“October 11th was “National Coming Out Day”, and even if you haven’t heard of it, chances are that if you have teens in a public (or even a private) school, they were aware of it.
What does a teen do when faced with acceptance of homosexuality by his or her peers?
What do they say?
In 2017, KLM Royal Dutch Airlines released an ad that went viral on social media, but not for the reasons the company wanted. In an attempt to celebrate “gay pride” month, the ad displayed three sets of “rainbow” airplane seatbelts: one with male and female ends, one with only female ends, and one with only male ends.
The tagline? “It doesn’t matter who you click with.”
The irony of this statement was not lost on social media users as they correctly pointed out that it does matter if your seatbelt can’t actually click to restrain you in an accident. As countless jokes flew across cyberspace, it was good to see people have a moment of clarity in the midst of “gay pride” propaganda.
Everyone knows what a seatbelt is for, and where the parts go, just by looking at it. If you misuse it, you can be seriously injured or killed.
Likewise, we know what our genitals are for and where “the parts” go just by looking at them. And, like seatbelts, if people misuse these parts of the body (including through homosexual behavior) they risk grave physical and spiritual harm.
Both love and reason demand that we not be afraid to defy a wayward culture, and that we use logic to graciously explain why God’s design for our sexuality is the one we must embrace.
Right and Wrong vs. Nice and Nasty
The toughest challenges your teen will face are interactions with friends who either have same-sex attraction or know someone who has those feelings.
Even popular depictions of TV and movie characters who identify as gay or lesbian can reinforce the following idea in your teen’s mind: “I like these people and they’re gay, so I guess being gay isn’t bad after all.” This often leads to the belief that only “haters” or “bigots” would say that these nice people are doing things that could doom their immortal souls.
Even if your teen does believe homosexuality is wrong, he or she may not want to publicly admit it, because that might offend their peers or teachers. That’s why we have to remind our children that everyone struggles with sin, including people we truly like.
An action is not right or wrong because a nice or nasty person committed it. It’s rightness or wrongness comes from whether it corresponds to the natural law (and so it’s right) or it contradicts the natural law (and so it’s wrong).
Here is one of the most common objections that proponents of homosexuality use against natural law arguments – something that your teens are bound to hear:
Claim: “Homosexuality isn’t unnatural, because people don’t choose to be gay. They were born that way.”
Fact: We don’t know exactly what causes people to have same-sex attractions, but genes are not likely the key. Among people with same-sex attractions who have identical (same DNA) twin siblings, it’s common for their twin to be attracted to those of the opposite sex.
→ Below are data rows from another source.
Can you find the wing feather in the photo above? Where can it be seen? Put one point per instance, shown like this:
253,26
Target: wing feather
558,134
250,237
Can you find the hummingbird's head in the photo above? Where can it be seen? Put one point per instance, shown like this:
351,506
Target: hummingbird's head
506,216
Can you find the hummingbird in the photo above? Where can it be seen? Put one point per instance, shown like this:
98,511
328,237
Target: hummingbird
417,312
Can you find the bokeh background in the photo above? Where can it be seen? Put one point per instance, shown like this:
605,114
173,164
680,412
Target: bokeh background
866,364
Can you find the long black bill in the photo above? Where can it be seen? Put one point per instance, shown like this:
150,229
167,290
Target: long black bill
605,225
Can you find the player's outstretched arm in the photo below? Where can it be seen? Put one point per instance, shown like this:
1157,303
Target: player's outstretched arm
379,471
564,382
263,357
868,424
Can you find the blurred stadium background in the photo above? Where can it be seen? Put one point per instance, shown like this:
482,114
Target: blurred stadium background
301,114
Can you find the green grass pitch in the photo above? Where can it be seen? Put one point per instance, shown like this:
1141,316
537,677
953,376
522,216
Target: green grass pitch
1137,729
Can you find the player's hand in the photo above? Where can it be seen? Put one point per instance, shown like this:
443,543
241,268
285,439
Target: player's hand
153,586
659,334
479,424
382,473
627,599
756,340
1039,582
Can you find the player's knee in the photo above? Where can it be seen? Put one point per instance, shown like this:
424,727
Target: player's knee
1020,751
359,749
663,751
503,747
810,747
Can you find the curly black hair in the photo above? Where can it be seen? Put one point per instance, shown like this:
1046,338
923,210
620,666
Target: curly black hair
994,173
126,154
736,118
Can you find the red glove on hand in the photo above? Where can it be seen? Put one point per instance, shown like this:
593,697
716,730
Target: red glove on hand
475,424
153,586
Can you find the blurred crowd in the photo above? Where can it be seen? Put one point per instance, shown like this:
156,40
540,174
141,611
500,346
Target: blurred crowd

But whatever the cause, the belief that same sex attractions are innate (not chosen) does not mean they are natural. You could say, “You know, lots of men feel like they want to have sex with more than one woman. It feels very natural to them, and they may have felt this way that since puberty. But does that make adultery or polyamory natural, or morally right, for humans?” And what of other “sexual orientations” besides just “same sex” or “opposite sex”? I say this delicately, there is a danger in the claim that having a particular sexual desire or orientation means we are “born that way” for some serious (if little talked about) reasons.
When we use our minds and examine the human body, we can see what it is for. Some humans (those with a disorder called pica) have an innate feeling or desire to eat things like glass, hair, or paint, but that doesn’t mean this behavior is natural or healthy.
The digestive system attached to our mouth and throat only makes sense if eating is designed for food. Likewise, the reproductive systems attached to our genitals only make sense if sex is for the “one-flesh”/procreative union that only man and a woman can achieve.”